I usually foster border collies and, like Aussies, all these herding dogs are so intelligent. Nearly all of my fosters have been mostly couch potatoes, though. This is the first high-drive puppy I've had that needs a job, wants to learn all the time, and is a Mensa dog. I think he will be amazing in obedience classes or agility with the right person.
When I first told people I was getting Whibbles, they either thought I was crazy or a saint. I may be a little bonkers, but I'm definitely not St. Francis material. I just wanted to try to help a puppy that might need some extra care. But it turns out, as usual, when you're fostering a dog, you're the one who benefits. He amazes me every day by what he accomplishes.
I have also learned a lot about human nature because of this little fluff ball.
Whibbles is sort of a litmus test of people's personalities. Sometimes there are pity reactions when people meet him, and that makes me sad and mad. People often say things like, "Who would adopt him?" or "What can he do?" and that's just ridiculous.
Yes, he will require a special adopter, someone with a huge heart who is willing to train him a little differently. (In fact, he needs to go to someone with herding dog experience who will know how to handle all his energy and his massive brain. This dog isn't going to just lounge on the couch all day.)
Those pity people who first meet him don't see that he's so smart and loving and athletic. When you realize how ecstatic he is because he found YOU, your heart will melt.
But then there are people who love him immediately. They think it's awesome how he navigates the room or finds his people or throws himself full-tilt at Brodie when he senses him running past. (Brodie isn't in love with the idea, but seems to sense that he has to be extra nice to the little guy and will tolerate all his antics.)
Of course there have been so many times when I have thought there is no way I can do this, like when he woke up from a nap one day right when I started my morning conference call. I normally would've scooped him outside to potty but it was my turn to talk. Of course he squatted and peed in his pen just as I started to speak. I tried to keep my cool as I picked him up and tried to clean his crate. But he started yelling (deaf dogs can't hear themselves so they are extremely LOUD) and nipping me and I couldn't hold him and the phone and the paper towels so I just 'fessed up to my coworkers. Fortunately, they are all dog people and laughed. (Although my editor checked in on me later, saying my voice kept getting higher and higher as I talked.)
But I've found lots of resources online including the experts at Deaf Dogs Rock and Keller's Cause who have great training videos and support blogs and I keep pestering Poet's Vision, a Canadian rescue that deals exclusively with deaf and blind Aussies.

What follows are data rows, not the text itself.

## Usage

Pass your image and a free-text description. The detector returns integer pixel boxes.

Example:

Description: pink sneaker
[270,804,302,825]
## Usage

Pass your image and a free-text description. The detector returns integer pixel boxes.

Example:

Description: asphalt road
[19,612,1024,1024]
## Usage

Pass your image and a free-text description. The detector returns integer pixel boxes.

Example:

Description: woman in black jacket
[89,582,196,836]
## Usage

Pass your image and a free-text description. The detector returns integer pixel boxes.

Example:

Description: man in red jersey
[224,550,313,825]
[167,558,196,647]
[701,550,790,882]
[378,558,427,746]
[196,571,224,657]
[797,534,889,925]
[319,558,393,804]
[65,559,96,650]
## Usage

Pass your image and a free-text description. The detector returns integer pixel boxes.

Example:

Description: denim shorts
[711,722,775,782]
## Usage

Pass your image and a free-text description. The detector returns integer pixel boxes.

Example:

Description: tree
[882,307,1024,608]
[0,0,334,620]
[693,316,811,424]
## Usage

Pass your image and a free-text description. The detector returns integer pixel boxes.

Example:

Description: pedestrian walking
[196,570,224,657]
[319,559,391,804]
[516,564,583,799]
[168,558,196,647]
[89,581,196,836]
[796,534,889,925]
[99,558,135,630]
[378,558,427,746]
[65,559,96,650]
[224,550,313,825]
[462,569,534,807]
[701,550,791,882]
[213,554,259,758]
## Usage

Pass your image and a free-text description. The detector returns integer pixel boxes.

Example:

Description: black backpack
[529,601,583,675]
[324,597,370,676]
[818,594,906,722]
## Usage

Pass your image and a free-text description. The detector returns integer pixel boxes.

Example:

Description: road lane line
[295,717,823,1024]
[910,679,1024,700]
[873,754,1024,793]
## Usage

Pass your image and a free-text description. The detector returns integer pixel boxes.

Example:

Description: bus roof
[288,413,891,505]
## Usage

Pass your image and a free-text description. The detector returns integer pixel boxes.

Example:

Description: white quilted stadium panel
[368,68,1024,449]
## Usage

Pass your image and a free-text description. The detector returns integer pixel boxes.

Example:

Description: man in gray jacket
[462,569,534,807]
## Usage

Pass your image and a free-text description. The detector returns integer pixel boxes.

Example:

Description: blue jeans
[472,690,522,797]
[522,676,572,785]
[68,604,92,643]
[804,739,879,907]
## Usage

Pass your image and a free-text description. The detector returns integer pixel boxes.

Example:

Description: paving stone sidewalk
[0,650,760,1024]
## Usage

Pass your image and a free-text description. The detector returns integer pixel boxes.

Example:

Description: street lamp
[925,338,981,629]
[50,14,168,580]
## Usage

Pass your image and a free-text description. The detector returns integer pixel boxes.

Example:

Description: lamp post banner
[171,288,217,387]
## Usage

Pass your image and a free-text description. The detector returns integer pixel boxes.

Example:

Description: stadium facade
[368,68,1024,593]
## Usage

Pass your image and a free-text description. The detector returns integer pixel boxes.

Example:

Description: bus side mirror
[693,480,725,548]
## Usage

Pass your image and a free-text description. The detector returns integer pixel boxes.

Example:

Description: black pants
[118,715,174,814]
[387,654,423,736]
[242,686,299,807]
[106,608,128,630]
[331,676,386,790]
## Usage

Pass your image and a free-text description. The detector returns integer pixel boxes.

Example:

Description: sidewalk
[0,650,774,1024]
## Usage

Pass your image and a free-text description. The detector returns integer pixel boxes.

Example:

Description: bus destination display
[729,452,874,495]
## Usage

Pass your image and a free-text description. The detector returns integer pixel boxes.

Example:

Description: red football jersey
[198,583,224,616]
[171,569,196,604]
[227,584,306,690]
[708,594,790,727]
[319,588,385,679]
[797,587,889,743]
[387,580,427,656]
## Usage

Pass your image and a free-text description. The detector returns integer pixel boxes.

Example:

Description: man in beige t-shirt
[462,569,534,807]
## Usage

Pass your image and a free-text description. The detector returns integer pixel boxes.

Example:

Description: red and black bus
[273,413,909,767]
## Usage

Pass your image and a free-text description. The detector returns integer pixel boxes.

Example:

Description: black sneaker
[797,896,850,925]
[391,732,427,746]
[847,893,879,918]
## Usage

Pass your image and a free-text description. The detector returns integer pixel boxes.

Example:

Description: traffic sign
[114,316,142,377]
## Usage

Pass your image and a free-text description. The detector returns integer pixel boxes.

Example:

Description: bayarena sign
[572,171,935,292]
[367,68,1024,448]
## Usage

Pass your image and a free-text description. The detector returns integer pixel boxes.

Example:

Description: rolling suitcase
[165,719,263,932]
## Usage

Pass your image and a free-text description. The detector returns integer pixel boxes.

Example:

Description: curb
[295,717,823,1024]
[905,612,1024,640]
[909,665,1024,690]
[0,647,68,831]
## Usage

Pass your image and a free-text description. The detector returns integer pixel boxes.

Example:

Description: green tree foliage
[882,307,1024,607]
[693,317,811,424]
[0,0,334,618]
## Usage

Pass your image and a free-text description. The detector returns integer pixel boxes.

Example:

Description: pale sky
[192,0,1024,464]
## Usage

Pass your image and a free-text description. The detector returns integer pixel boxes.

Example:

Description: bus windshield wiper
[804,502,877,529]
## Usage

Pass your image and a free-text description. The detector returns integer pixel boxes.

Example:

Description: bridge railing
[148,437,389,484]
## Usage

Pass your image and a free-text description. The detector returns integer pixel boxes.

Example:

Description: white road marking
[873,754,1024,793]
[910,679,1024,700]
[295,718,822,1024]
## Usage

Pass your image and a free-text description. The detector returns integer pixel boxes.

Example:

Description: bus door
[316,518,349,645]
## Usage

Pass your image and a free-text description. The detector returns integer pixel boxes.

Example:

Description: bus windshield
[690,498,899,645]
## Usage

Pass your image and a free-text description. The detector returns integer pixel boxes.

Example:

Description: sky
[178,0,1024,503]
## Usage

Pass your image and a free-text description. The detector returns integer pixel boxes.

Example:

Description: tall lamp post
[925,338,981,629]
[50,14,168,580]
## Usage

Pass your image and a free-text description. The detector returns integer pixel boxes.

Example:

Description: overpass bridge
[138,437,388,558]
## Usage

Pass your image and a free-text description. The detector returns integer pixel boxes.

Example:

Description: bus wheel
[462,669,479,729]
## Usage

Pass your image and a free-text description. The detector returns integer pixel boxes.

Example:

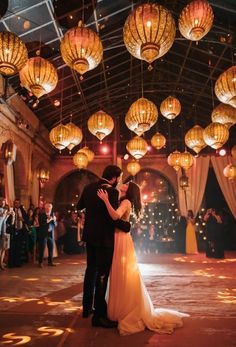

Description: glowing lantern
[20,57,58,98]
[123,3,176,64]
[88,111,114,141]
[125,98,158,135]
[203,123,229,149]
[151,132,166,149]
[61,22,103,75]
[184,125,206,154]
[215,65,236,108]
[160,96,181,119]
[179,0,214,41]
[126,136,148,159]
[0,32,28,76]
[127,160,141,176]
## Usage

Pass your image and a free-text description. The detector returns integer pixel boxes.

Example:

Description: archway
[53,170,98,212]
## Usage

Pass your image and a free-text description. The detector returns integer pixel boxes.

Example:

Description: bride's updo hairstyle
[125,181,142,220]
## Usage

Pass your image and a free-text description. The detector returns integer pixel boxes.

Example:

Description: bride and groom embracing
[77,165,188,335]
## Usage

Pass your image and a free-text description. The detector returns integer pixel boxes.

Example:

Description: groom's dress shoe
[92,317,118,329]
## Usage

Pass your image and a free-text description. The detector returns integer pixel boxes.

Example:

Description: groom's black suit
[77,179,130,319]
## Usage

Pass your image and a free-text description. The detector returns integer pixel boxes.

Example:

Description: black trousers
[83,243,114,318]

When Shawn posted the video above of Whibbles learning to sit, her Snooty fans were so kind, saying supportive things to Whibbles and to his foster mom, cheering us on from afar. You don't know how much that means when it's bedtime (for me) and Whibbles is still running laps around the living room, convinced there are invisible sheep that need to be gathered before he can go to sleep.
No, it's not always easy. But that's because puppies aren't easy. They are squirming, pooping, biting little balls of hellfire that we forgive because they fall asleep in our laps and wag their tails when they know we are near.